View Full Version : Jokes/Pranks/and Everything Else
DispNowCopL8r
01-14-2002, 02:41
Ok we have a little prank war going on in our comm center right now, I am unfortunately in the middle of this...I need some tips, suggestions, or good experiences from all of you on pranks that have been played on you, or someone else in your center. This is very important I NEED TO WIN! PLEASE HELP!
MrJim911
01-14-2002, 05:25
Oh, where to begin.
If you guys use headsets take off their ear cushion(s).
Take off the mic piece on the headset.
Do you guys have lockers? Tape it shut or rig it so stuff falls out when they open it.
Switch keys around on the keyboard or just take them off completley. Heck, just unplug the darn thing.
Mess with the monitor controls.
At my agency we are able to sign off other users from other computers..GREAT thing to be able to do.... All of their functions stop working and they have no clue why. LOL
Speaker volume?
Flip the lights off in the PSAP and make them think the power went out.
Temporarily steal their lunch from the fridge or replace certain items.
I'm sure I'll come up with more......
I dont mean to be a wet blanket, I can give as well as I take.
BUT
Screwing with consoles, radio equipment or anything else that might cause someone in the field to be left hanging worries me a bit.
Use a little common sense.
Now fixing the handle on the dispatch chair so that it goes from
high to low when you sit down in it might work.
Leaving a urgent message for the enemy to call dial a prayer in the next city also might work.
If you can find someone with a slim jim, move their car while they are at work.
Have someone do a car stop with their vehicle at the liquor store.
lovers lane etc ( this works better in a smaller dept. )
Last but not least- completely filling their car with shredded paper (from dispatch) while they are working.
DispNowCopL8r
02-18-2002, 04:38
MrJim911,
Those worked like a charm, but I'm running out of ideas... anymore, anyone else have some they can help me with please!!!!!
MrJim911
02-18-2002, 05:49
I guess there is always the fake mouse on the floor under the console... Fake little spider on the keyboard? Colored paper in the printer?

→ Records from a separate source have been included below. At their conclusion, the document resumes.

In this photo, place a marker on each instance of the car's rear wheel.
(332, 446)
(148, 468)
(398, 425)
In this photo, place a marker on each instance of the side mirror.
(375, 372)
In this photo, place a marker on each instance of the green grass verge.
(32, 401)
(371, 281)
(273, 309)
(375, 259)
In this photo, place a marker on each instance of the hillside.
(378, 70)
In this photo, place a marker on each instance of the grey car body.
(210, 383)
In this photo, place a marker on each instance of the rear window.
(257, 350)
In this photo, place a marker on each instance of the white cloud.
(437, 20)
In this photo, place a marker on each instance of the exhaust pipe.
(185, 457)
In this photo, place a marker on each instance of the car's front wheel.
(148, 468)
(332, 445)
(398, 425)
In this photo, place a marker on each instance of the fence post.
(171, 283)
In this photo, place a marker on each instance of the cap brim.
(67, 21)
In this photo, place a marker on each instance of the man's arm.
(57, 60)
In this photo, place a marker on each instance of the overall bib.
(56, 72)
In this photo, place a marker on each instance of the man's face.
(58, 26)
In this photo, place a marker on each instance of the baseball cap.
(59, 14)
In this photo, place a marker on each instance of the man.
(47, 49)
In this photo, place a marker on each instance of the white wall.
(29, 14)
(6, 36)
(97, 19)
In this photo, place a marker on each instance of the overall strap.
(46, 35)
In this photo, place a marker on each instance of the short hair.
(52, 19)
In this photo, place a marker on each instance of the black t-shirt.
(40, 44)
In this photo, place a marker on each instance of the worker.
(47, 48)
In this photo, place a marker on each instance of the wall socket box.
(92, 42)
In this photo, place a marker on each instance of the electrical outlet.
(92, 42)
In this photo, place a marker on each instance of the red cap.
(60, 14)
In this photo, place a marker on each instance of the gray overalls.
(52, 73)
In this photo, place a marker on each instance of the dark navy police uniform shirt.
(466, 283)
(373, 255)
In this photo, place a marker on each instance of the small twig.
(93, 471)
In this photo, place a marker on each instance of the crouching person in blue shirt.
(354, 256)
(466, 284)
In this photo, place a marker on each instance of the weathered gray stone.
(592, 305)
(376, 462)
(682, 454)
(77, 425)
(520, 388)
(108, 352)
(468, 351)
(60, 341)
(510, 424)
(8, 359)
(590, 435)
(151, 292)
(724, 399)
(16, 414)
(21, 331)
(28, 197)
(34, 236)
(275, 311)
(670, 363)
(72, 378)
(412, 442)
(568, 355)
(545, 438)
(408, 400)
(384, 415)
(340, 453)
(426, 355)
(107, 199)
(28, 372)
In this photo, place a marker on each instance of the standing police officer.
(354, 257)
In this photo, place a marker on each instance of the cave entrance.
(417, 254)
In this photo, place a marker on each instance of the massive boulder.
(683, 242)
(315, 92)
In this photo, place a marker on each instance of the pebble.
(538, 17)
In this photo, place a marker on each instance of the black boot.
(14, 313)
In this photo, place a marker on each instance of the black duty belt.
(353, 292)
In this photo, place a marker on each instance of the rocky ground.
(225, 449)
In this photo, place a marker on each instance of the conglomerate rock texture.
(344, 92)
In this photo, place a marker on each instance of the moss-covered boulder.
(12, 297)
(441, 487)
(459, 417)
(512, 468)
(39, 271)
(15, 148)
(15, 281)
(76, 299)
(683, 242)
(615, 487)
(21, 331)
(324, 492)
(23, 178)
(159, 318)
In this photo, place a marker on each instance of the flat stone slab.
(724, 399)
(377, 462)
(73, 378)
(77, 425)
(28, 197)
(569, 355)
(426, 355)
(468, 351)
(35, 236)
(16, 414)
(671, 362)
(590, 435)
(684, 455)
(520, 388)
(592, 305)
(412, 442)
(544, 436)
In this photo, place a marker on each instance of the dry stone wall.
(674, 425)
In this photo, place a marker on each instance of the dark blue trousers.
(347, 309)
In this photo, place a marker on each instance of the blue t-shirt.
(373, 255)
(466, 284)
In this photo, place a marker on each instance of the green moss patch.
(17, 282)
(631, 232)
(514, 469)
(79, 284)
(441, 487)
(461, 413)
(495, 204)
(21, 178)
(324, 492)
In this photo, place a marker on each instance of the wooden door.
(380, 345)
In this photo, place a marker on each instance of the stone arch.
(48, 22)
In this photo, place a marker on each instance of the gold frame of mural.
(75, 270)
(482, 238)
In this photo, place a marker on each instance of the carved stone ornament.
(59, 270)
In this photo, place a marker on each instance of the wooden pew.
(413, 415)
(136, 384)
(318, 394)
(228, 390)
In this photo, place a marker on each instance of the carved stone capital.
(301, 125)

Send them an anonymous email that says their breath stinks... I think there is really a website where you can do this.
Of course lets all use common sense and not do this where it will cause a possible danger to field units or hurt feelings in the PSAP. :) Play nice!!
KYEMT325
02-18-2002, 06:31
One of my favorites...if you have departmental pagers, page them with the numbers to such things as....spouse abuse center, suicide hotline...and if you're really daring (as I was one day)...the mayor's office!!! We had an officer who kept playing pranks on me, and I knew he had applied with the city for a job, so I put the Mayor's Office number in the pager, and he called her and asked what she wanted!!! LOL then when he called me back at the Com Center, I would've loved to had a copy of that tape when he called me everything he could think of...LOL
Just a hint
Kahuna5150
02-18-2002, 12:20
Speaking of paging as a joke. Our intercom system in our department required a three digit # to activate from any phone, so you dial like 333 to get it to turn on. Someone, (a genius in my book) figured out, (bored night?) if you dialed our department's prefix and the first number of all the numbers, (confused I'll explain).
Main PD number 555-7000
Detectives 555-7250
Traffic 555-7648
Etc, (first four numbers are usually the same)
So what this officer found out was that you simply dial 555-7333 (the 333 is the intercom from inside the building remember) you would get the same click and tone and could talk into the phone. So basically you can be *ANYWHERE* in the world and dial the PD to get on the intercom.
More than one graveyard shift you would hear the Intercom click on and then, "Hello? Is anyone there? Did someone page (Insert name here)".
Can be quite funny after the 7th or 8th time they call the number, I have heard such treats as, "Listen as***le, if you don't stop paging me I'm gonna trace the number and pay you a visit".
Always a treat!
Kahuna
ladymoonlite
02-19-2002, 02:23
This took some planning on my employees' part, so I'll share it with you. Do you have ceiling fans in your center? We have four, and while I was lured out of the room by one telecommunicator, another team of TCs was placing MONTHS of saved confetti (from the three-hole punch) on top of the fan blades. Some time after my return, I was asked to speak to someone at their console (nearest the fan in question), and when the conversation was over she asked if I wouldn't mind turning on the fan while I was going by. No problem, says I, and DOWN COMES THE CONFETTI in a lovely and artistic pattern... EGAD that took a lot of vaccuuming!
Hey, if they don't give you a hard time, they don't really like ya!